Aber gut, ich bin ja im Urlaub und muss mich nicht um die Erziehung der freilaufenden Kinder hier kümmern.
200m nach dem Hostel steht noch ein Reiseradler rum. Es ist Eric aus Holland, der schon seit fast drei Stunden unterwegs ist. Also fahren wir jetzt mal zu dritt weiter. Erst auf dem Highway 7, in der guten Stunde sind uns vielleicht 20-30 Autos begegnet. Josef meinte, dass es schon etwas viel Verkehr hatte – ich kenne vermutlich keine Straße in Deutschland, auf der weniger los wäre. Am ersten Hügel hängen wir Eric ungewollt ein bisschen ab, weil wir nicht richtig aufpassen. Als er uns wieder eingeholt hat, hören wir, dass er offenbar Musik aus einem ca. flaschengroßen Bluetooth-Lautsprecher zur Motivation dabei hat. Er spielt gerade Ramstein „We’re all living in America, America ist wunderbar“. Ob er es extra auf uns abgestimmt hat (ich als Deutscher und Josef, der teilweise in den USA aufgewachsen ist) oder eher Zufall ist, habe ich nicht erfragt.

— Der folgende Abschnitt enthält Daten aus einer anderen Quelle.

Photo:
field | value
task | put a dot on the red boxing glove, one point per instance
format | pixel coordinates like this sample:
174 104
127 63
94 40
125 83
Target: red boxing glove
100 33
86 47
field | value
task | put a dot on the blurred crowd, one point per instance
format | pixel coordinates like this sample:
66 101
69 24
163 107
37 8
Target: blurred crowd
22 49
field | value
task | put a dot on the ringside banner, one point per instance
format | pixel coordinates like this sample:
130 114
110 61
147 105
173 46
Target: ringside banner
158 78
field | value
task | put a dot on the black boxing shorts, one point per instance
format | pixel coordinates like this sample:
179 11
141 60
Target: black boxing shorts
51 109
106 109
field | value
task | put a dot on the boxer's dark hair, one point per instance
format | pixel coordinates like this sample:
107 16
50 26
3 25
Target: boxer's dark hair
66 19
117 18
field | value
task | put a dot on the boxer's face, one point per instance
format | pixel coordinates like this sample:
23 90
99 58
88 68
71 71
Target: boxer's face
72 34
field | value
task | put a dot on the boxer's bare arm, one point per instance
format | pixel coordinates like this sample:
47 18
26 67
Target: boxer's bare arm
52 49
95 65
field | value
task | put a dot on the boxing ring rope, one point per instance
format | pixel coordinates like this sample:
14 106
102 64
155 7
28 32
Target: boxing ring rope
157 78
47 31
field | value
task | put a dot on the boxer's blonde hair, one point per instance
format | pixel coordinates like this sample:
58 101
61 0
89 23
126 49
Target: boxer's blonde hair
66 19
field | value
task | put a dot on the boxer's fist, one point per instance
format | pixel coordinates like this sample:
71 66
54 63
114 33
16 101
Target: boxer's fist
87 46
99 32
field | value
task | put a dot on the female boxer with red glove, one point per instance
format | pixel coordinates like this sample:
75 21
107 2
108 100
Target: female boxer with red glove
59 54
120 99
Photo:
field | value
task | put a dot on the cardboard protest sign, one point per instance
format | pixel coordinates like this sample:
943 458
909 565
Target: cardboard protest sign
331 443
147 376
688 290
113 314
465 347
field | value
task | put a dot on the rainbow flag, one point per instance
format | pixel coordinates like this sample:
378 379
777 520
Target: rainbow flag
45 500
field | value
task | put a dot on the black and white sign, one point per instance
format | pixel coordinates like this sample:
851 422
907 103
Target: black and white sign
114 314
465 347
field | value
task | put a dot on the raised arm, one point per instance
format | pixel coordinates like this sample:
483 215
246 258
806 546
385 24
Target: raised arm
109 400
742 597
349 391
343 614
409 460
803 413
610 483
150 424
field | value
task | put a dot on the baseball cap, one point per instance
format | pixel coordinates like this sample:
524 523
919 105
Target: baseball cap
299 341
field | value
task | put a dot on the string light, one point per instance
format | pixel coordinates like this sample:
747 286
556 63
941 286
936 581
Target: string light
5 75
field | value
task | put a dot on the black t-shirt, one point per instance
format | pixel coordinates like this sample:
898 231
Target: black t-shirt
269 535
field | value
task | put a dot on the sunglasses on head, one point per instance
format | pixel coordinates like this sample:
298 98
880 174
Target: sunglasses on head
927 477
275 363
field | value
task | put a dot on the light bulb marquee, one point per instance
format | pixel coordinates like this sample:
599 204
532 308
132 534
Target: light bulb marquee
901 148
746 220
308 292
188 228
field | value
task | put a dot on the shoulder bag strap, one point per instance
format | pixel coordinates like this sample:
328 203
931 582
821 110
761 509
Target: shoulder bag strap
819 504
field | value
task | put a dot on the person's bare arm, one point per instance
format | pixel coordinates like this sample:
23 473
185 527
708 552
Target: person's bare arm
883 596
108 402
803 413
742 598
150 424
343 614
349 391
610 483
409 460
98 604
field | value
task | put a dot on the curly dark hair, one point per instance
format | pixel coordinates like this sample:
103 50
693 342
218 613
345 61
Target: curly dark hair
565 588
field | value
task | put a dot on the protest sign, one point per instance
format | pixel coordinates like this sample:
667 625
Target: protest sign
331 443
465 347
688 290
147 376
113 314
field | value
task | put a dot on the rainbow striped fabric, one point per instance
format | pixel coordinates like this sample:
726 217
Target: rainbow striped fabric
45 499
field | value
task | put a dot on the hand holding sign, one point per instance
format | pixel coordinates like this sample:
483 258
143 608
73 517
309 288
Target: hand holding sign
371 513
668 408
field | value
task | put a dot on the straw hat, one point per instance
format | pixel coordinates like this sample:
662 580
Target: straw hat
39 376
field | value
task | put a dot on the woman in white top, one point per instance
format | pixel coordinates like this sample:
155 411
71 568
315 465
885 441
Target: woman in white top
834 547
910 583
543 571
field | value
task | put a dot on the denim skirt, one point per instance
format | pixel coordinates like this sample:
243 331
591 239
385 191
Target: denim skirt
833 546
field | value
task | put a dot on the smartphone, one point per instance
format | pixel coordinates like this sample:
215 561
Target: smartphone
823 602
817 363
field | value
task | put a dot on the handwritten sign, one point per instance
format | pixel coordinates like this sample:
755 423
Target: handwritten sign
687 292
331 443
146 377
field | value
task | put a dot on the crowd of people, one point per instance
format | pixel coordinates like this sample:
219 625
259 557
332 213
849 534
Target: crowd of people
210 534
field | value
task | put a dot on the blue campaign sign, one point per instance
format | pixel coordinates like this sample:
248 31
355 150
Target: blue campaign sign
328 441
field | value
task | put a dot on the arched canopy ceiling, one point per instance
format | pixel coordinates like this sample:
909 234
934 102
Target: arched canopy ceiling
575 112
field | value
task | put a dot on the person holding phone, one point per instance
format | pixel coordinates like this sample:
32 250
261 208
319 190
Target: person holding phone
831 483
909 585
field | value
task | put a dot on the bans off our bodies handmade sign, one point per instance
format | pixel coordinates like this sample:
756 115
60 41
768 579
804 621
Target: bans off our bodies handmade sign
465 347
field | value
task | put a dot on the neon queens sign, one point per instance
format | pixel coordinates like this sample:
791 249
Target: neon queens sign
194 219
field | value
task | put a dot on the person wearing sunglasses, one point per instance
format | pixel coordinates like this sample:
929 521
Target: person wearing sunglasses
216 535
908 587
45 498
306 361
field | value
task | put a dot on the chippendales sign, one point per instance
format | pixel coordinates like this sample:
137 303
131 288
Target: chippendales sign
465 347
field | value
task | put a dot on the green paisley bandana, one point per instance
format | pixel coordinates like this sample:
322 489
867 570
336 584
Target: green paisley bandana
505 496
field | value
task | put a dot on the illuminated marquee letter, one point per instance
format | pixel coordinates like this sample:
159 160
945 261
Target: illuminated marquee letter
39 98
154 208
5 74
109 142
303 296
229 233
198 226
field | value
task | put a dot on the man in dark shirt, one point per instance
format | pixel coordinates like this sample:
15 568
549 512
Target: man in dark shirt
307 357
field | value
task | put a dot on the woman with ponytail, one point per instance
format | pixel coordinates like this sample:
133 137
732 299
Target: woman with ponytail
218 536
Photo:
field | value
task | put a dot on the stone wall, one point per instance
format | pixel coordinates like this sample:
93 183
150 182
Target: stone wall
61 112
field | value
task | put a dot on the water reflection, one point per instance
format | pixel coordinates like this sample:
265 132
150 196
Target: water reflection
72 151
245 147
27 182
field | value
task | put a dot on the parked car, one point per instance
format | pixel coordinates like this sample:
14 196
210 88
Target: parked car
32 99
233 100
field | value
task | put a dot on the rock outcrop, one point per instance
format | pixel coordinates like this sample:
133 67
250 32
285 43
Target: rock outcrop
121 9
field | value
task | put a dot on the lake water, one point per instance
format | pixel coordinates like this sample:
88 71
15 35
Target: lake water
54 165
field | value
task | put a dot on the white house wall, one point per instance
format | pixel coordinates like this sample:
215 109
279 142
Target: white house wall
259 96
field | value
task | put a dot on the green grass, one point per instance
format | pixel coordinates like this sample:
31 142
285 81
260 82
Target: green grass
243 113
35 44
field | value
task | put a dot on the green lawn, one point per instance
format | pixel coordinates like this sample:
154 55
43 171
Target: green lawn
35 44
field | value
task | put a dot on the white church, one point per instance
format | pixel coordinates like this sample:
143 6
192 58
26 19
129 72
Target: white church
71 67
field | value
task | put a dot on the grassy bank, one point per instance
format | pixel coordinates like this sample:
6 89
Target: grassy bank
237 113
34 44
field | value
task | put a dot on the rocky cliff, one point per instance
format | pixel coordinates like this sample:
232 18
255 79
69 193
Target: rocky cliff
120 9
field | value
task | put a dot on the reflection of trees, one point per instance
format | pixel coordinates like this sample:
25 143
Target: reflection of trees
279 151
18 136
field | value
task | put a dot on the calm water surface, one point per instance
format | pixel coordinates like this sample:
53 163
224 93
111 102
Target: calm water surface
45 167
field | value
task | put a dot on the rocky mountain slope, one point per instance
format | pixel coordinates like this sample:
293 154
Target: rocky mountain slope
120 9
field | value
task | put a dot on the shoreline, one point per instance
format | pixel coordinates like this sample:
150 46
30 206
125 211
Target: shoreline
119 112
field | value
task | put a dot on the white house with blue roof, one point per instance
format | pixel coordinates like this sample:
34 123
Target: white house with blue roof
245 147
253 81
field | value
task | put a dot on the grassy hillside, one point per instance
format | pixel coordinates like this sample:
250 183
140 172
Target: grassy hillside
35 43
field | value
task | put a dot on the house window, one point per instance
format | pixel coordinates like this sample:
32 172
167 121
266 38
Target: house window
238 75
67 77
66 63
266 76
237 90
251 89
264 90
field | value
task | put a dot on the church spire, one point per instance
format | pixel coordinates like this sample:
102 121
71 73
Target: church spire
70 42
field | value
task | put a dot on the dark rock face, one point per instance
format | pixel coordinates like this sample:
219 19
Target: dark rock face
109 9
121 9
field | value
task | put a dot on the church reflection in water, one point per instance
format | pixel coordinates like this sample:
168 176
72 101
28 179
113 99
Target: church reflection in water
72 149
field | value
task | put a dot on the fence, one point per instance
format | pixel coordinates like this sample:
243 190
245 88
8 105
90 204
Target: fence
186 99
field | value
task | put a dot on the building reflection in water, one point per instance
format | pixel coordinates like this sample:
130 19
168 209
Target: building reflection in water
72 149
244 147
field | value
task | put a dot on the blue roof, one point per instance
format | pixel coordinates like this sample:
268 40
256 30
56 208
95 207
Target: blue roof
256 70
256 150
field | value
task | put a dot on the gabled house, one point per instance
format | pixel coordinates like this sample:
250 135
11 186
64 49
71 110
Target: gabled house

Josef kannte mit seinen 19 Jahren Ramstein zumindest nicht. Danach kamen noch ein paar Ramstein Songs, bevor er eher vernünftige Musik (z.B. REM) abspielte.
Wer jetzt einwendet, dass es ja gar nicht so heiß sein kann, weil Josef eine lange Jacke anhat, der irrt. Er will sich keine Sonnencreme leisten und fährt daher in einem langen Jäckchen rum (vielleicht sollte ich hier eher Jeck’chen schreiben).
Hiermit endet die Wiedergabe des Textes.